Setting sail on a traditional dhow will be one of the highlights of your trip. Safari Blue is a full day excursion which takes you out into Menai Bay – a haven of beautiful uninhabited islands where the waters are frequented by humpback and bottlenose dolphins. The anchor is dropped on a sandbank which makes for some spectacular snorkelling. Drinks are served throughout the day and lunch is a buffet of grilled fish, lobster, calamari and chicken. Make sure this one is on your itinerary.
WHAT TO PACK
- As a guide, the maximum weight for checked luggage is 20kg in economy class.
- Your hand-luggage should not weigh more than 6kg and needs to be small and compact
- Take along your best beach and casual wear, perfect for the day
- The dress-code for dinner is usually smart casual and gents may be required to wear long trousers
- Take an umbrella or rain poncho if travelling from October to January to March to June
- When in town, men & women should have their shoulders and knees covered. Bermuda shorts and a polo shirt are perfectly fine but halter-tops and miniskirts are insulting to locals
- Sunglasses and suntan lotion are a must
- Don’t forget any medication that you might need, and be sure to pack it in your hand luggage
- Chargers for all your devices (it’s a good idea to take along a few movies on a tablet or something similar as the English TV channels in your hotel may be limited)
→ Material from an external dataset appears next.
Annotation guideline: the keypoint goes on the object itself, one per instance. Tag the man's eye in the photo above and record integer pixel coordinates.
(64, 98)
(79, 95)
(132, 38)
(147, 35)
- Swimming shoes and goggles
- Mosquito repellent
- A sun hat or cap
- Pack a change of clothing in your hand luggage in case of baggage delays (and a spare cozzie so at least you can have a swim when you get to your resort)
- Clothing creases less if rolled in a sausage shape when packed – so roll, don’t fold
- No sharp objects are permitted in your hand luggage (yes, tweezers are sharp!)
- Travel insurance is a must. If you can’t afford it, you can’t afford to travel!
- Travelling with kids – please check that you have all the relevant documents including unabridged Birth Certificates.
- Put electronics, medication, toothbrushes and jewellery in your carry-on bag
- It’s often a good idea to let your bank or credit card company know that you’re going overseas
- Be patient, be flexible, be spontaneous and have the best time ever!
DID YOU KNOW:
- Due to its proximity to the Equator, Zanzibar is warm throughout the year and has equal days and nights (12-hours each)
- The shortest war ever recorded by man is the Anglo-Zanzibar War where the British bombarded the Beit al Hukum Palace and after 38 minutes, a ceasefire was called.
- Zanzibar is popularly known as the Spice Islands.
- Zanzibar has the largest number of carved doors in Africa
- Freddie Mercury, lead singer of the band Queen, was born in Zanzibar in 1946. His birth name was actually Farouk Bulsara.